Juan Manuel Fernández - [email protected]
Campo adentro, en las afueras de Calchaquí, don Diego Vargas volvió a calzarse "la acordeona" después de mucho tiempo. Fue para su cumpleaños número 80 que la familia le pidió prestado el instrumento a un vecino y así lograron obligarlo a teclear aquellas viejas melodías de cuando recorría la colonia animando casamientos. "Yo tocaba el acordeón en una orquesta antes de irme al servicio militar, cuando tenía 18 años. Hace cuarenta años que dejé y me lo hicieron agarrar de nuevo... ", se ríe.
Don Diego lleva en los ojos y las manos las marcas de un mundo distinto; según él mucho peor que el actual, carente de las insospechadas comodidades del presente. Miembro de una generación de 14 hermanos, se pasó toda la vida trabajando en el campo. Con orgullo proclama "nunca fui empleado".
"Piezas de ahora no, pero de antes si...", aclara sobre el repertorio, seseando como es propio del hombre de campo que se conoce en la ciudad. Pero el tiempo no pasa en vano y las melodías fluyen con más trabajo que antes. "No es sólo que me haya olvidado; uno sabe las notas... ¿pero y los dedos? ¿con qué los hago de nuevo, eh?", vuelve a reír.
Junto a su esposa y compañera, Teresa Ceratto, viven camino a la laguna El Cristal en el mismo campo que trabajan junto a su hijo Jorge.
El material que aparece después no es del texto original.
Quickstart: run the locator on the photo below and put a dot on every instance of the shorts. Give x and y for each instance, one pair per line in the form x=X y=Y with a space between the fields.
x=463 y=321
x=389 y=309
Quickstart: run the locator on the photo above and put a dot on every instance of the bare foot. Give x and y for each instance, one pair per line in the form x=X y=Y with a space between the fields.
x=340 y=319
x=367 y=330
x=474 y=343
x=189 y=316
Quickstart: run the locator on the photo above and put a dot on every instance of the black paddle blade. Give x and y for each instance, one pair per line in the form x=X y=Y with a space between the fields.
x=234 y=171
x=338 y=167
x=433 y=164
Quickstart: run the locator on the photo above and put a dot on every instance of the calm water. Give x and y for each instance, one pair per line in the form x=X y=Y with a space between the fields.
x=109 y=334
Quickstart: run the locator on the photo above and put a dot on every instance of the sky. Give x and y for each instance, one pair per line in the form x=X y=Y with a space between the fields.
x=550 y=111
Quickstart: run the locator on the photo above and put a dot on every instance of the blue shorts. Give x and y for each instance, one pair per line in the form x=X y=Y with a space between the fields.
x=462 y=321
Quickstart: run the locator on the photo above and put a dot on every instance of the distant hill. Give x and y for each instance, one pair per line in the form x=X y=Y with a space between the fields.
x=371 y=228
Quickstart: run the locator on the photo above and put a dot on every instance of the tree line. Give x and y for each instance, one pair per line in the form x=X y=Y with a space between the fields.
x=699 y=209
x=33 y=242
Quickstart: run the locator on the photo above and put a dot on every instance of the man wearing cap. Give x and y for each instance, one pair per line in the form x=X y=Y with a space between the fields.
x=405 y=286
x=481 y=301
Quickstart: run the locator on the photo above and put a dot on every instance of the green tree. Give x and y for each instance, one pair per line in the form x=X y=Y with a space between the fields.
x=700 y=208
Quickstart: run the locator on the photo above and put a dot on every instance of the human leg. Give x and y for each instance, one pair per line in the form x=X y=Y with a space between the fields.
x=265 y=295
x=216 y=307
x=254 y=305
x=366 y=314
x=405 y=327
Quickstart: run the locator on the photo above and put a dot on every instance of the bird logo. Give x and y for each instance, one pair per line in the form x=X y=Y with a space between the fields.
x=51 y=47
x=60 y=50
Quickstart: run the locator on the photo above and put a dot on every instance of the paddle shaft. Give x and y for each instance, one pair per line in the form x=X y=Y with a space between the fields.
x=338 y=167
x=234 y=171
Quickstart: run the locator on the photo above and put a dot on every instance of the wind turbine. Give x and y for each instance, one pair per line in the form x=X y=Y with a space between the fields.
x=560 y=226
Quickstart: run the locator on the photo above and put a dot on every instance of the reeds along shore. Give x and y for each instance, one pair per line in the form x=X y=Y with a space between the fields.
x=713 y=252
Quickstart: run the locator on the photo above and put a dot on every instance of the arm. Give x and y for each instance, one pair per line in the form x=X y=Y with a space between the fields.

La humilde casa es un muestrario del estilo rural: los ladrillos, tanto en las paredes como en el piso, en lugar de ser "vistos" están desnudos y horadados por la lluvia y el sol ; el jardín, con sus frutales y sus ornamentales, tiene su cerco tejido de herrumbre en forma de rombos; y la vieja parra que, a falta de alero, cumple el rol de galería.